Before you do anything else, you must press the sports exhaust button if you want maximum aural pleasure. It opens up all four tailpipes and, with no synthesised accompaniment, lets out pure, honest, exhaust noise. It's truly wonderful.
From a standing start and on sodden roads French roads, the traction is phenomenal. With no turbos to wait for, the engine pulls instantly, but its intensity builds all the way through the rev range, its note deepening while simultaneously rising, as only V10s do. At some point you become aware of a flash of red on the dash telling you you’re about to hit the 8700rpm limiter, so it’s time to change up.
Pull the right-hand paddle and the engine's pitch changes in a millisecond, but there’s no let-up in the sensation of being pinned back in your seat. Keep going and you’ll arrive at the next corner carrying a silly speed, but lean hard on the brake pedal and straight away you're reassured by the awesome feel and massive deceleration from the huge carbon-ceramic discs.
The adaptive rack fitted to this car is super quick and takes a few corners to get used to, but when you do it’s beautifully weighted and precise. Everyone knocks these set-ups, but this one is pretty well sorted, even if it's not quite as telegraphic and fizzing as a 911's or the new McLaren 570S's.
It’s continually telling you how much purchase the front tyres have, and then, just at the point they’re about to scrub across the asphalt, it feeds you the information you need. No drama, no surprises, just the way it should be in a 600bhp car.
This R8 has the optional adaptive dampers, too, which do a marvellous job of remaining supple over mid-corner bumps so as not to upset the car, while also keeping the lean angles amazingly low.
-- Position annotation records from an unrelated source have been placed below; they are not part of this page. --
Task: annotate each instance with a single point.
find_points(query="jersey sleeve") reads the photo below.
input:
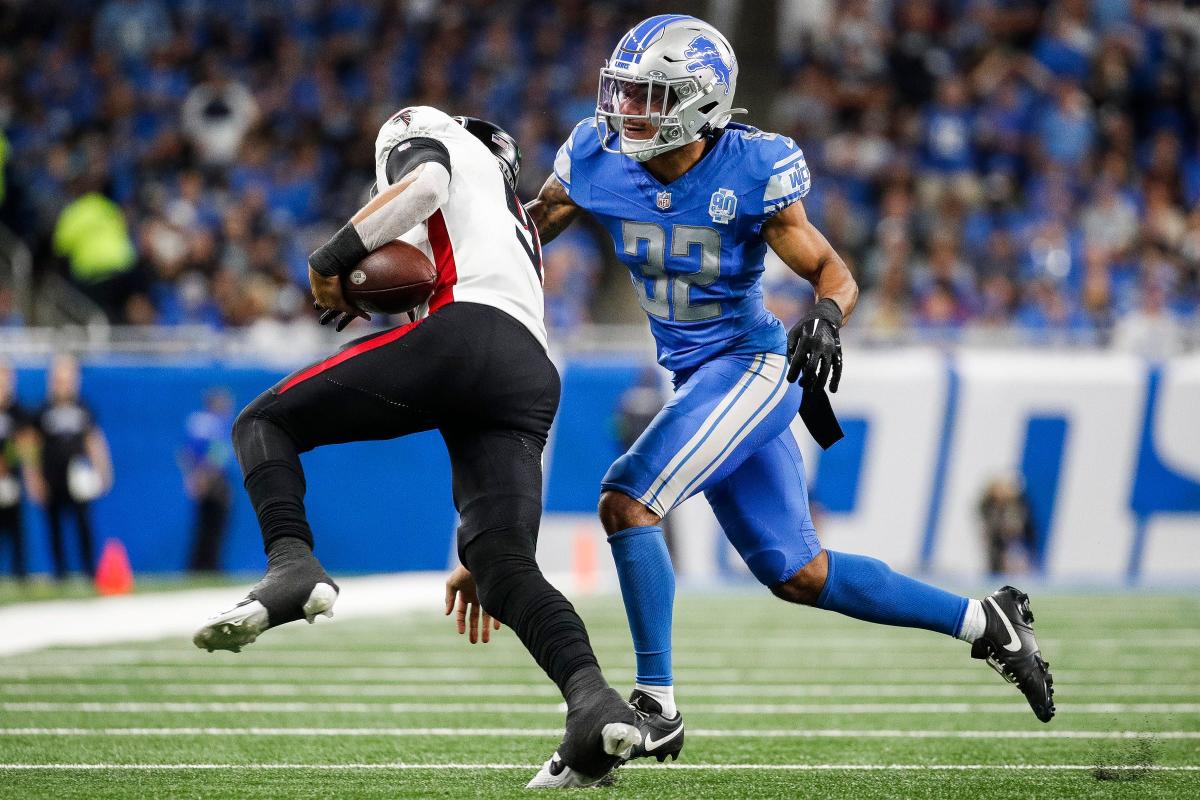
(573, 162)
(412, 136)
(783, 172)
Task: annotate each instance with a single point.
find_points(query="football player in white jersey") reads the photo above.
(473, 366)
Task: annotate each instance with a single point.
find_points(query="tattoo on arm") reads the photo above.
(553, 210)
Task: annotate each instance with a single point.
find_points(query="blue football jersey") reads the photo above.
(694, 247)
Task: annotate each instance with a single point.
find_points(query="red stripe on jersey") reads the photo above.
(443, 259)
(387, 337)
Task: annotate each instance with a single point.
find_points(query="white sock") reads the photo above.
(664, 695)
(973, 621)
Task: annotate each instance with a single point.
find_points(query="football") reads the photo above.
(391, 280)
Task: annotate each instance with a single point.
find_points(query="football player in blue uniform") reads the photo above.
(693, 200)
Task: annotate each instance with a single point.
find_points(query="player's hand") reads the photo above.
(815, 348)
(462, 585)
(328, 298)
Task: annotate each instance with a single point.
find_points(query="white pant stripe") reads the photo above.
(772, 378)
(649, 497)
(721, 432)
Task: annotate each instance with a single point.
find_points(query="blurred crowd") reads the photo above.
(982, 164)
(179, 161)
(989, 164)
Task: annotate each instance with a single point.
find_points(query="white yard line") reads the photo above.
(706, 733)
(105, 620)
(209, 666)
(797, 768)
(445, 659)
(559, 708)
(546, 690)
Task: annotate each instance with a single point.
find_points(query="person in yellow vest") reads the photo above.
(93, 236)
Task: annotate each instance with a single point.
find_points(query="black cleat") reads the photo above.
(599, 738)
(1009, 648)
(660, 737)
(295, 587)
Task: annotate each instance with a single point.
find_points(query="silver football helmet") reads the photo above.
(672, 72)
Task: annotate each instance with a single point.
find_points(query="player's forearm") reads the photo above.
(834, 281)
(390, 214)
(403, 205)
(552, 210)
(549, 220)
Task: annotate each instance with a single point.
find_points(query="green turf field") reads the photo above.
(780, 703)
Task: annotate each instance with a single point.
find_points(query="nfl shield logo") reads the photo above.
(723, 206)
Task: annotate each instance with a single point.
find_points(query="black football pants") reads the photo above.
(484, 382)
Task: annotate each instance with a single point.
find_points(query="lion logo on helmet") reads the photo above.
(703, 53)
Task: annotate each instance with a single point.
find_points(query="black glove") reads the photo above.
(329, 314)
(815, 348)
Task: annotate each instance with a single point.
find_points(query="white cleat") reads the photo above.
(619, 740)
(244, 623)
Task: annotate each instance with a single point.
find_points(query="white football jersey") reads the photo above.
(481, 241)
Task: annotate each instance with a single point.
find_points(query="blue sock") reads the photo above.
(647, 585)
(868, 589)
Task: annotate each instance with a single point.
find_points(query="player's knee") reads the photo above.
(807, 584)
(618, 511)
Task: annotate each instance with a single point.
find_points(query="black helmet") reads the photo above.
(498, 140)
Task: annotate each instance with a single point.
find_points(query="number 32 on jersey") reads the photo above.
(670, 299)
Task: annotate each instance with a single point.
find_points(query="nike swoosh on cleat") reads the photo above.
(652, 744)
(1014, 643)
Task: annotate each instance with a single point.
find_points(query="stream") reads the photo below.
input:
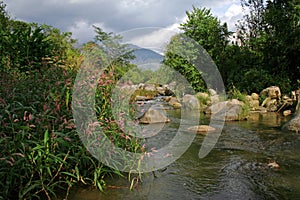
(237, 167)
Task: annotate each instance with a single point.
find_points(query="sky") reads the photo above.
(118, 16)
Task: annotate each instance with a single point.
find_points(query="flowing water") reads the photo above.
(237, 167)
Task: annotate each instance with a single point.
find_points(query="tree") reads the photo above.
(207, 31)
(271, 31)
(109, 48)
(206, 35)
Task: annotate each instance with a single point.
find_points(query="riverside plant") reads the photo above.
(41, 153)
(234, 93)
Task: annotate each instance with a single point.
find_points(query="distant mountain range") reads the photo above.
(146, 58)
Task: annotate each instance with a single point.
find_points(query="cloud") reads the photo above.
(115, 15)
(232, 15)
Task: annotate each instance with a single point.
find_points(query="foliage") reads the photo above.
(182, 64)
(207, 37)
(271, 31)
(234, 93)
(41, 152)
(207, 31)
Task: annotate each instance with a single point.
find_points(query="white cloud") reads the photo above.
(232, 15)
(233, 10)
(117, 15)
(84, 31)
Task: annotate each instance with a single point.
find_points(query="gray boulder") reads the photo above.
(190, 102)
(293, 125)
(154, 116)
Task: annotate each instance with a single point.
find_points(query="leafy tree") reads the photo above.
(271, 32)
(109, 50)
(205, 30)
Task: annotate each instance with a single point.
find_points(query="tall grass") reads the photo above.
(41, 153)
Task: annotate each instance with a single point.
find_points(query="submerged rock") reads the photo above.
(293, 125)
(203, 129)
(233, 109)
(154, 116)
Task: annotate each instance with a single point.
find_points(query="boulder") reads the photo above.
(190, 102)
(293, 125)
(232, 108)
(161, 90)
(143, 98)
(254, 104)
(287, 112)
(272, 105)
(150, 87)
(202, 129)
(254, 96)
(273, 92)
(154, 116)
(174, 102)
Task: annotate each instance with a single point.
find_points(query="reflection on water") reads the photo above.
(237, 168)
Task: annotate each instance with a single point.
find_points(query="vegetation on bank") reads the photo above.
(41, 152)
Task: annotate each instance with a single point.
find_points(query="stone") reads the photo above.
(190, 102)
(202, 95)
(254, 96)
(161, 90)
(212, 92)
(273, 165)
(202, 129)
(287, 112)
(249, 98)
(293, 124)
(143, 98)
(174, 102)
(154, 116)
(176, 105)
(150, 87)
(273, 92)
(254, 104)
(232, 108)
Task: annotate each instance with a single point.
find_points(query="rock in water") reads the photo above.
(293, 125)
(203, 129)
(154, 116)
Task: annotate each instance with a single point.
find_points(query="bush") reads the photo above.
(41, 152)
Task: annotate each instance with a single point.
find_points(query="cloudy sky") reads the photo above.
(78, 16)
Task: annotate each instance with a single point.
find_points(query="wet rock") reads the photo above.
(273, 92)
(190, 102)
(254, 96)
(143, 98)
(287, 112)
(293, 125)
(202, 129)
(174, 102)
(273, 165)
(232, 108)
(154, 116)
(150, 87)
(214, 97)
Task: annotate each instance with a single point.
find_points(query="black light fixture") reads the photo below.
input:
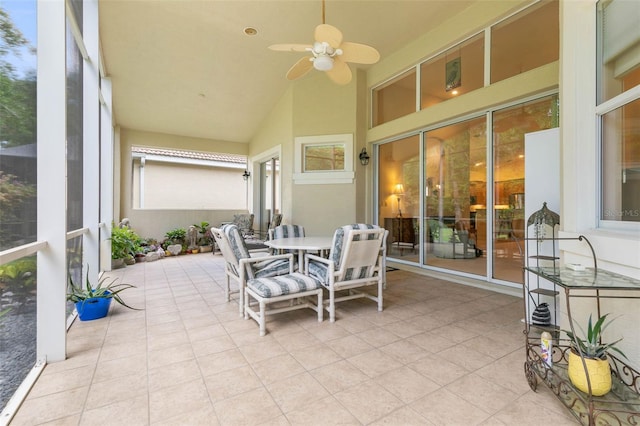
(364, 157)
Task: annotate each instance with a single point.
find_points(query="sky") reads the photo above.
(24, 17)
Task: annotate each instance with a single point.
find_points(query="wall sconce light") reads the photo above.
(364, 157)
(398, 191)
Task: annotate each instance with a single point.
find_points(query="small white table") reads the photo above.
(301, 245)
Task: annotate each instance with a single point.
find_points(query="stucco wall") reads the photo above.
(155, 223)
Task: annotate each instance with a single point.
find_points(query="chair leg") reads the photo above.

As you turn into a bend the R8 will understeer, but as you roll off the throttle and feel the weight shift forwards, the front bites again. Be less smooth, with too much entry speed plus a sharper lift, and you’ll need to be quick to catch the slide.
The same is true on corner exit if you’re clumsy on the power; although the throttle is so smooth and progressive you’ll have only yourself to blame for the ensuing drama. Yep, the R8 is still playful, but it lets you decide how much fun you wish to have.
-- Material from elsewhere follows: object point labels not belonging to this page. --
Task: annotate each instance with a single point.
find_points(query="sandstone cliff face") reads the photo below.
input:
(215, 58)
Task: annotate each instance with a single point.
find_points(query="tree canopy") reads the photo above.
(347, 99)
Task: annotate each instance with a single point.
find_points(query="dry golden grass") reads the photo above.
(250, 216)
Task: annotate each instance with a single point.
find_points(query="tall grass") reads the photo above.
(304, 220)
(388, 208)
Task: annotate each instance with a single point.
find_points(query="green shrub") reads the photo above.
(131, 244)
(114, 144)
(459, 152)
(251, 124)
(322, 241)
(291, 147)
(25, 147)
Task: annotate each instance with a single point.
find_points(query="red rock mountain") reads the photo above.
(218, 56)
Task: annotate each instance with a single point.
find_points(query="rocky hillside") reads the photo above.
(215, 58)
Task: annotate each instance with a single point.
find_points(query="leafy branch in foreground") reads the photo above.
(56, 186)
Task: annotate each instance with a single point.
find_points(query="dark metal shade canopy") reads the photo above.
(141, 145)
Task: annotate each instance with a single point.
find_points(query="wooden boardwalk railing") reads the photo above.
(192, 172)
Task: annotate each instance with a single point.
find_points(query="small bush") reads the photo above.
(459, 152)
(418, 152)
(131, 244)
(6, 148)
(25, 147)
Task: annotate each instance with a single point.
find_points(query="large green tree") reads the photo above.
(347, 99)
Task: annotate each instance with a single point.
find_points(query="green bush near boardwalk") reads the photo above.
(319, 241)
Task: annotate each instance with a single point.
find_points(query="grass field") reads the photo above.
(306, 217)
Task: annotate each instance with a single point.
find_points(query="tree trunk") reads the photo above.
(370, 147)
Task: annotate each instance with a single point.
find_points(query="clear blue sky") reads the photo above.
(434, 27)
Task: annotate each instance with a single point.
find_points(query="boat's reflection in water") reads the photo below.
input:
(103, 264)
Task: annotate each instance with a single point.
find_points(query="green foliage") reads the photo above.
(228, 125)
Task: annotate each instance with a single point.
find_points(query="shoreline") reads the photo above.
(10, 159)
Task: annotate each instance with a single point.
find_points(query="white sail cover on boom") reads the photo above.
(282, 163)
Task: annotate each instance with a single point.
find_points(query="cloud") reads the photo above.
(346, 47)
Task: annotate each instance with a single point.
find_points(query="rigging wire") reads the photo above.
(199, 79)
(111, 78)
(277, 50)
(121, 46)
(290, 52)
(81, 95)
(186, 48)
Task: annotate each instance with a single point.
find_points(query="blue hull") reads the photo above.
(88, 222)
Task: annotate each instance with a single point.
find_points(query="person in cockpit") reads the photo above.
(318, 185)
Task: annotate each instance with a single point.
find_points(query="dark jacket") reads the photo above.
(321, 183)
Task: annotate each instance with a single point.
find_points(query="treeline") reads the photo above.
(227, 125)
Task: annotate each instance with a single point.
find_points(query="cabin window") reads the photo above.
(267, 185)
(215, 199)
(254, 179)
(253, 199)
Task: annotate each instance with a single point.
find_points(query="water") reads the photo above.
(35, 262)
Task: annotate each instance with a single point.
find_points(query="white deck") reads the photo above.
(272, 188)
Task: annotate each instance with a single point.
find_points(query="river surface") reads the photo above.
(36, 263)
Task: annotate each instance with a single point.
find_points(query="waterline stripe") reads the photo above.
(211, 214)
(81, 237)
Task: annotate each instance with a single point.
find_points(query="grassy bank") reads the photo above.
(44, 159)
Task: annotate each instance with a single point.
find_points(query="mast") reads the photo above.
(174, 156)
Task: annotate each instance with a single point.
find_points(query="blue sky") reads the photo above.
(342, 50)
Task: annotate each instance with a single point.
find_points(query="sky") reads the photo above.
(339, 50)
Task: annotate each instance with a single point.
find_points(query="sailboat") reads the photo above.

It doesn’t just do the ten-tenths fast stuff, either. Dial the modes back to Comfort and the R8 obliges. The ride, at least on 19in rims, is superb, and with the gearbox in auto it slurs up and down the ratios with an easy style. If you need everyday usability from your supercar, there are not many better options than this.
It’s not hugely practical, but then neither is a Porsche 911 Turbo S. The boot is about the same size as that of the Porsche, and although you don’t have any rear seats for added storage, there is a decent-sized shelf behind the seats that might, at a push, take a set of golf clubs.
The interior design manages a blend of style and ergonomics that the old car couldn’t muster, and of course, this being an Audi, it’s exquisitely finished. If you want to make it even more special, you can choose from a vast array of personalisation options - although looking at some of the prices, you’ll make a sizable dent in your bonus with just a few careless ticks on the order form.